# Development, Validation, and Application of Structure-based Tools for Computational Molecular Design

> **NIH NIH R35** · STATE UNIVERSITY NEW YORK STONY BROOK · 2022 · $387,367

## Abstract

PROJECT SUMMARY/ABSTRACT
The central objectives of this research proposal are "development" and "validation" of methodologies to
algorithmically encode underlying physical observables to improve design of small organic molecules for a
biological target and their "application" to real world systems. Computational modeling at the atomic-level
empowers understanding of the factors that drive molecular recognition and enables testable predictions that
can be confirmed by experimentalists. Grounded in strong results and data, we hypothesize that major gaps in
the field (i.e. pose accuracy, enrichment, protein flexibility, specificity, site complementarity, ease of use) can
be bridged through forward-thinking design of tools that improve sampling, scoring, and searching. A major
undertaking is development of a new platform for "de novo" design which will enable "from-scratch"
construction of novel molecules, which removes the limitation of only considering those that are preconceived.
This will enable design of compounds highly "optimized" and "specifically tailored" to the protein of interest.
Our approach employs construction of molecules starting from user customizable libraries of building block
fragments using algorithms we developed and implemented into the program DOCK6. New advances will be
made available to the research community through public releases along with validation databases and user-
friendly online tutorials.

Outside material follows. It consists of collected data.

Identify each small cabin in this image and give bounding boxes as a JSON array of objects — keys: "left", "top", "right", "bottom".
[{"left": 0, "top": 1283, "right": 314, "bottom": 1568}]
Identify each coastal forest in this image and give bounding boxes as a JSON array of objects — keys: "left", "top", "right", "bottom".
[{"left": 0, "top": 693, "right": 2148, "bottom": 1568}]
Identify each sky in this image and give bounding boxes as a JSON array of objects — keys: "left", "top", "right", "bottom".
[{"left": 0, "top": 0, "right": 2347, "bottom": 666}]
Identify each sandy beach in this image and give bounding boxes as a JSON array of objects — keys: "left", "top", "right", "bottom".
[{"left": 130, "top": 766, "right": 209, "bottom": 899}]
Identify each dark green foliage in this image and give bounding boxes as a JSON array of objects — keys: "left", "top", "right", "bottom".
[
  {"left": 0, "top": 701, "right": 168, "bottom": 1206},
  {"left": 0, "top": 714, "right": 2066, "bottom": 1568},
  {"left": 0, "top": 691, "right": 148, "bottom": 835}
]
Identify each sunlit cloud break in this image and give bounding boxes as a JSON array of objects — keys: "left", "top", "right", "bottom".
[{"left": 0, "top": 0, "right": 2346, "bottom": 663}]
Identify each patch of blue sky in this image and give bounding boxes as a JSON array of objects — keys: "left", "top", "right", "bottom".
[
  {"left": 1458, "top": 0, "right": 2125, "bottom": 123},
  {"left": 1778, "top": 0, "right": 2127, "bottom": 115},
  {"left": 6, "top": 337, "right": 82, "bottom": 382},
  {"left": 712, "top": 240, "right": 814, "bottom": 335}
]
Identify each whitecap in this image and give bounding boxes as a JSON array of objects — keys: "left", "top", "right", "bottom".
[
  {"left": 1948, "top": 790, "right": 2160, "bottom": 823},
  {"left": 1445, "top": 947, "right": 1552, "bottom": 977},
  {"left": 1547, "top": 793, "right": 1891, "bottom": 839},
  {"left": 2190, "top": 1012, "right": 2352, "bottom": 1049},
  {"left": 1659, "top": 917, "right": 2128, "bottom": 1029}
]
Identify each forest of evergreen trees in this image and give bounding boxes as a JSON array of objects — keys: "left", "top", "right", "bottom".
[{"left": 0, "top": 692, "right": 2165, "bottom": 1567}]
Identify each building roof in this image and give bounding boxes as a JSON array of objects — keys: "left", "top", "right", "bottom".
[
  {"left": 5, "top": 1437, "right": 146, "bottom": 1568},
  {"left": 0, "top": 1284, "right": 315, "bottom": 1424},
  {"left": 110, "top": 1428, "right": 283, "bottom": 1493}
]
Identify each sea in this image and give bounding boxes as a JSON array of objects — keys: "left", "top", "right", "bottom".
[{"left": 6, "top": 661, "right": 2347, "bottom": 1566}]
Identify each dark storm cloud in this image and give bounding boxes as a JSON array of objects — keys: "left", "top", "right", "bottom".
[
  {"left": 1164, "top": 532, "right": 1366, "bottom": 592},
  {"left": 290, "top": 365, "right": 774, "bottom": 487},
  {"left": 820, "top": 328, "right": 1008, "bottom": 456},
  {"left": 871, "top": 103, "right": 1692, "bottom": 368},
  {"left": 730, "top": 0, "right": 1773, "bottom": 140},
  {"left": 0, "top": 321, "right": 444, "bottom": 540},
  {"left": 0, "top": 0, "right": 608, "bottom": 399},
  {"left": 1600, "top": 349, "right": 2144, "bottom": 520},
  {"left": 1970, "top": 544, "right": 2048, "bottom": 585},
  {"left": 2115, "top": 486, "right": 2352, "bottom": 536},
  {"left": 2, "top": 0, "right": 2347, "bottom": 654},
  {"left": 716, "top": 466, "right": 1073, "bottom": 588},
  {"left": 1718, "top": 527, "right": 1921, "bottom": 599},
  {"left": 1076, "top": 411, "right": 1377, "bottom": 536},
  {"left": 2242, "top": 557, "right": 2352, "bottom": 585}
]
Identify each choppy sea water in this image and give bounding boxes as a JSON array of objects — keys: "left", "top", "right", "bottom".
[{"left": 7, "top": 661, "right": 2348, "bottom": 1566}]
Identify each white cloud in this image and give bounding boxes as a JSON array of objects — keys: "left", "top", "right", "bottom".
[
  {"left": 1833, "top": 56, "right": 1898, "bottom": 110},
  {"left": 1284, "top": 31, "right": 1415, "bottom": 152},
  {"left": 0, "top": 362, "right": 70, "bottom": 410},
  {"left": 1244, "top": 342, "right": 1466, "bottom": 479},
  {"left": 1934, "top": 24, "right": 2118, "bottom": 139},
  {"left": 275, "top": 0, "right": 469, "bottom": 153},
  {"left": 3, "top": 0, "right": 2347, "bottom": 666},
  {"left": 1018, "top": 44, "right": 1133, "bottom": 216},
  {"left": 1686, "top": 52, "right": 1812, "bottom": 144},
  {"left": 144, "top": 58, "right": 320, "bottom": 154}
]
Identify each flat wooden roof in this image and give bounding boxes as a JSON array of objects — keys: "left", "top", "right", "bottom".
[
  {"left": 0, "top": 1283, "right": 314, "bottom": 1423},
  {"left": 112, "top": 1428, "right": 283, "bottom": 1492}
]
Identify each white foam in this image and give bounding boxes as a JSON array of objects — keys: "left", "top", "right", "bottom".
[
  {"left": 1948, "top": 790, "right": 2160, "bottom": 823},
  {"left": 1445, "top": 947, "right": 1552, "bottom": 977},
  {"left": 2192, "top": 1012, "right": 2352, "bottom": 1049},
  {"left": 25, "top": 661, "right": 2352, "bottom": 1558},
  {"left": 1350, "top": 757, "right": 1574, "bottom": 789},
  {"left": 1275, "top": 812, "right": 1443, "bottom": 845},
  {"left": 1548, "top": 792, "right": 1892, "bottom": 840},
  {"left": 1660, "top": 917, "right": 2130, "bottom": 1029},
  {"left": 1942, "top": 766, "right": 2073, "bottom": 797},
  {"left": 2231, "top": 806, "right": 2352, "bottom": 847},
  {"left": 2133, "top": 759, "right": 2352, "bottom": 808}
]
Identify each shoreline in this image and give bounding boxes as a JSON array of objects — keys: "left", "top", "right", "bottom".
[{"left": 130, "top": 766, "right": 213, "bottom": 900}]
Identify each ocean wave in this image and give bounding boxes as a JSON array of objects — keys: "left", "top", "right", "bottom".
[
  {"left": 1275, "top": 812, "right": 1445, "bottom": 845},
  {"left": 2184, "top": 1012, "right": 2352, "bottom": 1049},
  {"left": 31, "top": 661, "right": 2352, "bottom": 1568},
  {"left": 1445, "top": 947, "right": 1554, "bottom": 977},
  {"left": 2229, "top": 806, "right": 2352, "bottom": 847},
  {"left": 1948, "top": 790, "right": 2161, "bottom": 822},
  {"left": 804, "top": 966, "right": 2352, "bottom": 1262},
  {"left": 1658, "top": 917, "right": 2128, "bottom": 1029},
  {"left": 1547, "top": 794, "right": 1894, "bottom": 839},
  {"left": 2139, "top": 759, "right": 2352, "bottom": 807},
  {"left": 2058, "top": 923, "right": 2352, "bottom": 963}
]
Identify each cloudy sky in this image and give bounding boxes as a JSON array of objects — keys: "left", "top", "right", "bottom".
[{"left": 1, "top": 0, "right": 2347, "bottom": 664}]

Without inventive approaches to ligand discovery, there is a high likelihood that certain
areas of chemical space may not be adequately sampled by standard screening methods which provides the
rational. Our expected outcomes are ensembles containing highly specific and optimized ligands. The proposal
is framed around 4 fundamental questions: (Q1) What underlying physical principles that drive molecular
recognition (binding, selectivity, resistance) can be captured at the atomic-level and used to design improved
software and simulation protocols for accurate prediction of geometry and energy? (Q2) Can ligand growth be
propelled to highly specific regions of chemical space through "from-scratch" assembly of small organic
fragments (de novo design) using "molecular mimicry" principles to direct the growing ensemble as it evolves?
(Q3) Which sampling, scoring, and searching methods are most effective for identification and design of
verified-active compounds and can more effective practices be developed to maximize overall "success" in
collaboration with experimentalist? (Q4) Can docking and de novo design software and protocols be designed
to be more user friendly while not sacrificing accuracy or power? We will collaborate with a network of
experienced experimental labs and employ our new tools to make predictions. We will identify small molecule
probes and inhibitors to answer basic research questions and provide mechanistic understanding for biological
systems of relevance to human health including: fatty acid binding protein,...

## Key facts

- **NIH application ID:** 10455100
- **Project number:** 5R35GM126906-05
- **Recipient organization:** STATE UNIVERSITY NEW YORK STONY BROOK
- **Principal Investigator:** ROBERT C. RIZZO
- **Activity code:** R35 (R01, R21, SBIR, etc.)
- **Funding institute:** NIH
- **Fiscal year:** 2022
- **Award amount:** $387,367
- **Award type:** 5
- **Project period:** 2018-09-15 → 2024-07-31

## Primary source

NIH RePORTER: https://reporter.nih.gov/project-details/10455100

## Citation

> US National Institutes of Health, RePORTER application 10455100, Development, Validation, and Application of Structure-based Tools for Computational Molecular Design (5R35GM126906-05). Retrieved via AI Analytics 2026-05-23 from https://api.ai-analytics.org/grant/nih/10455100. Licensed CC0.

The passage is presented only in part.